この審議の最中、多数を占める自由党に対抗していくために、大同団結が叫ばれ、翌明治二十九年(一八九六)三月に進歩党が結成された。これにより百三議席が結集され、自由党の百六議席に対抗していくことも可能になった。だが改進党の実質的リーダーの大隈の意見に賛同しない者も多く、党首が置かれなかったという事実からも分かる通り、野合の感は否めなかった。
第九議会が終わった直後の同年四月、大隈は二十八年ぶりに佐賀に帰国することになる。
——ようやく帰ってきたか。
四月二十五日の午後、佐賀駅で汽車を降りた大隈は、車椅子を拒否して第一歩を踏みしめた。その瞬間、様々な思い出が一気に押し寄せてきた。
——ここは、わしが育った町だ。
鉄道の駅もでき、佐賀は二十八年前とは様変わりしたが、当時を偲ばせる建築物もまだ多数残っており、様々な思い出が次々と浮かんでは消えていった。
——八太郎、ようやく帰ってきたのだな。
晩春の涼風の中に、閑叟の声が聞こえた気がする。
「お父様、まだ歩くのですか」
熊子が心配そうに問う。
「ああ、もう少し佐賀の土を踏みしめたいのだ」
この頃から、熊子は大隈の秘書的役割を果たすようになっていた。ちなみにこの時、実母の美登と会わせてくれるという人がいたが、熊子は丁重に断った。もはや実母は遠い存在であり、それぞれ別の人生を歩んでいたからだ。

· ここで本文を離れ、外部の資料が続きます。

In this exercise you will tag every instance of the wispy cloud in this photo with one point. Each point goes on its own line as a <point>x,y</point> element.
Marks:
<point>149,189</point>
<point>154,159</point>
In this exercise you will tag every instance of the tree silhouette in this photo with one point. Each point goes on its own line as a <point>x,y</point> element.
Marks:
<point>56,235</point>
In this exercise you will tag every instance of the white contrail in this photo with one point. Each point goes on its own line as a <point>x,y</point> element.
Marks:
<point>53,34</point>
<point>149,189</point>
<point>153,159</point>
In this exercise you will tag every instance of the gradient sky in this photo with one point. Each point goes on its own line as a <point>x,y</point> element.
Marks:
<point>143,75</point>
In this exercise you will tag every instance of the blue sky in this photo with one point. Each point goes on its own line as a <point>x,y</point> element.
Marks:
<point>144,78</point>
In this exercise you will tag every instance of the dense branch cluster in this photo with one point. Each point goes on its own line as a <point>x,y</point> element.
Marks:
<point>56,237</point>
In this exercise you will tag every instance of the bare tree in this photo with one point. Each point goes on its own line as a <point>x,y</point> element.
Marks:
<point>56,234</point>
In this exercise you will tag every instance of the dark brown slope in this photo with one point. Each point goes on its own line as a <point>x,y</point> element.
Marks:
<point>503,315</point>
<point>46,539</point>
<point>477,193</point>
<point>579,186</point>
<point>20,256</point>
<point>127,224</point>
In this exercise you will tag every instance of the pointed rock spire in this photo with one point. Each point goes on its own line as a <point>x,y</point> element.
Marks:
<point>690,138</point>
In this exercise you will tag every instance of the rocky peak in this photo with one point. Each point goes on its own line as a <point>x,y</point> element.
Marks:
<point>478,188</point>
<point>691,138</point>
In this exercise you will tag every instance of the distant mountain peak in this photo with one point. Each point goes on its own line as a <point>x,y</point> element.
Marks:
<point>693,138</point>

大隈の傍らには介添え役の熊子が、その背後には数百人の出迎えの人々が続く。沿道にも多くの人出があり、大隈の姿を見た人は、この日だけで一万人以上と伝えられた。
この時、同郷の武富時敏や江藤新作が、地元の有力者と共に大隈を出迎えた。武富も江藤新作も東京在住だが、先に帰郷して大隈を出迎える形を取ったのだ。
武富時敏は、この頃の大隈の片腕の役割を果たしていた。一方、江藤新作は新平の次男のことで、進歩党に属し、武富と同じく衆議院議員となっていた。
佐賀に着いた日はそのまま宿に入った大隈だったが、翌日から活発な活動が始まる。まず松原神社に赴き、続いて鍋島家の菩提寺の高伝寺に、最後に大隈家の菩提寺の龍泰寺に詣でた。
さらに翌日から様々な式典に参加し、講演や座談を行った大隈は、五月四日にいったん佐賀を離れて武雄と伊万里を回り、十二日に再び佐賀に戻った。
十三日は本行寺にある江藤新平の墓に行った後、来迎寺にある島義勇の墓に行こうとしたが、遠かったので断念し、代わりに川原招魂社(後の佐賀縣護國神社)に行き、佐賀の乱で死罪に処された十三人を祀った「嗚呼の碑」を参詣した。
それが終わった後、境内に設えられた休息所で、大隈らはしばしの休みを取った。
「新作よ、貴殿の父は時代という荒波に抗し、見事な最期を遂げた」
「ありがとうございます。この佐賀の地以外では、父は反逆者として扱われ、私も肩身の狭い思いをしてきました。それを見事と言っていただけ、感無量です」
江藤亡き後、大隈は新作のことをなにくれとなく心配し、経済的援助をしてきた。それに応えるかのごとく、新作は必死に学問を収め、衆議院議員にまでなった。